It brings me to inspect pgoff manipulation code and all mmap.c code. We ported everything from linux without almost zero modification. That means we ported all those useless anon_vma and pgoff code, which is used a lot by vma_merge, vma_split code. The thing is: our memory manager, our vma code do not need such anon_vma structure, and do not maintain pgoff. Thus, I’m a little bit worried linux code may doing some crazy behind our back: mess vma and pages, then pcache miss gets some wrong pages

Well. Lego does not use anon_vma, and pgoff should only be used by file-backed vma. So, I decided to remove anon_vma from our code, and make sure pgoff is used properly. Of course, the goal is to make vma_merge, split, copy, do the things we intended.

Lesson learned.


02/17 Sat Snowy

Fixed the bss bug. It comes from loader. We did not implement the lego_clear_user function, so some part of bss is non-zero.

Bad news is word_count-pthread still fail at same fpu instruction. Have to look into memory code more.

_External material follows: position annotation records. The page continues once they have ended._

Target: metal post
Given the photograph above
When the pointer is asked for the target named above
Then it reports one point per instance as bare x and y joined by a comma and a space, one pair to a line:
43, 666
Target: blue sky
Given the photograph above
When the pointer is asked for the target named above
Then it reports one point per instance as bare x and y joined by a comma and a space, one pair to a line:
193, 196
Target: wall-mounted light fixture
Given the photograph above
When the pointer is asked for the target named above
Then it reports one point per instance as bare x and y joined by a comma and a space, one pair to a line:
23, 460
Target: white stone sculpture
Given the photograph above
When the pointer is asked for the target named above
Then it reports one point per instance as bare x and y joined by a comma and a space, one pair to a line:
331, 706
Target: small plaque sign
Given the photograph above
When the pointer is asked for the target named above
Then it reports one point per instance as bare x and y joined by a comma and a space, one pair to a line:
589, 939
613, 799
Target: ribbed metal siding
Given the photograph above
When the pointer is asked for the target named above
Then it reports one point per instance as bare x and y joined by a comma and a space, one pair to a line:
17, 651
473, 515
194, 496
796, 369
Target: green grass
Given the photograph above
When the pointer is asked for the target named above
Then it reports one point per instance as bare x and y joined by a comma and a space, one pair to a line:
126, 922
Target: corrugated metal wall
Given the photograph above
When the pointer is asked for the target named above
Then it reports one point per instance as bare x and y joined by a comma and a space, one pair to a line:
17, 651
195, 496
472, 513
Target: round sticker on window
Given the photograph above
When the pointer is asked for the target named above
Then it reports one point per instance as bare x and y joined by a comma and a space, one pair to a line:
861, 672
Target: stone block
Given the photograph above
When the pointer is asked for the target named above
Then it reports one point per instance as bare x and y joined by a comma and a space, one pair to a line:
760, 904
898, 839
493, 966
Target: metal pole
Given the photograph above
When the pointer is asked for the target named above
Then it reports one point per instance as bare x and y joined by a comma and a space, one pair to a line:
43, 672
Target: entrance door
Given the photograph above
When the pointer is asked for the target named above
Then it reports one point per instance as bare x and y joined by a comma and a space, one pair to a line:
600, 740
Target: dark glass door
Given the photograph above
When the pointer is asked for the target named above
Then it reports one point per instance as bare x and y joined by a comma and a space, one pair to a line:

This is actually a fun debugging story. We should always add TODO or XXX or some warnings to unfinished code, no matter what. Lesson learned.


02/16 Fri Cloudy

Yilun found a major loader bug yesterday: the .bss section variables are not 0, in the iozone benchmark. I did not encounter this issue before with simple test program. This is pretty serious.


02/15 Thur Rainy

Today is Chinese New Year.

Line 7 and 8 show the uva belong to the same page. Need to revisit get_arg_pages etc functions.

1
2
3
4
5
6
7
8
[  108.393991] handle_p2m_execve(): pid:22,argc:2,envc:2,file:/root/ys/phoenix/phoenix-2.0/tests/word_count/word_count-pthread
[  108.395255]     argc[0] (len: 65):  /root/ys/phoenix/phoenix-2.0/tests/word_count/word_count-pthread
[  108.396329]     argc[1] (len: 82):  /root/ys/phoenix/phoenix-2.0/tests/word_count/word_count_datafiles/word_100MB.txt
[  108.397530]     envc[0] (len:  7):  HOME=/
[  108.398069]     envc[1] (len: 11):  TERM=linux
[  108.398640] __bprm_mm_init vma: ffff88083effe6b8
[  108.399226] faultin_page vma: ffff88083effe6b8 uva: 0x7fffffffefed
[  108.399949] faultin_page vma: ffff88083effe6b8 uva: 0x7fffffffef94

Well, this is 100% fine. I wrote this loader code long time ago and need some time to pickup. So, after I read the loader code, especially the copy_strings function, I found this is okay. Because copy_strings will be invoked three times, so the faultin_page basically will be invoked at least three times. That is why it went to that pte fault handling code.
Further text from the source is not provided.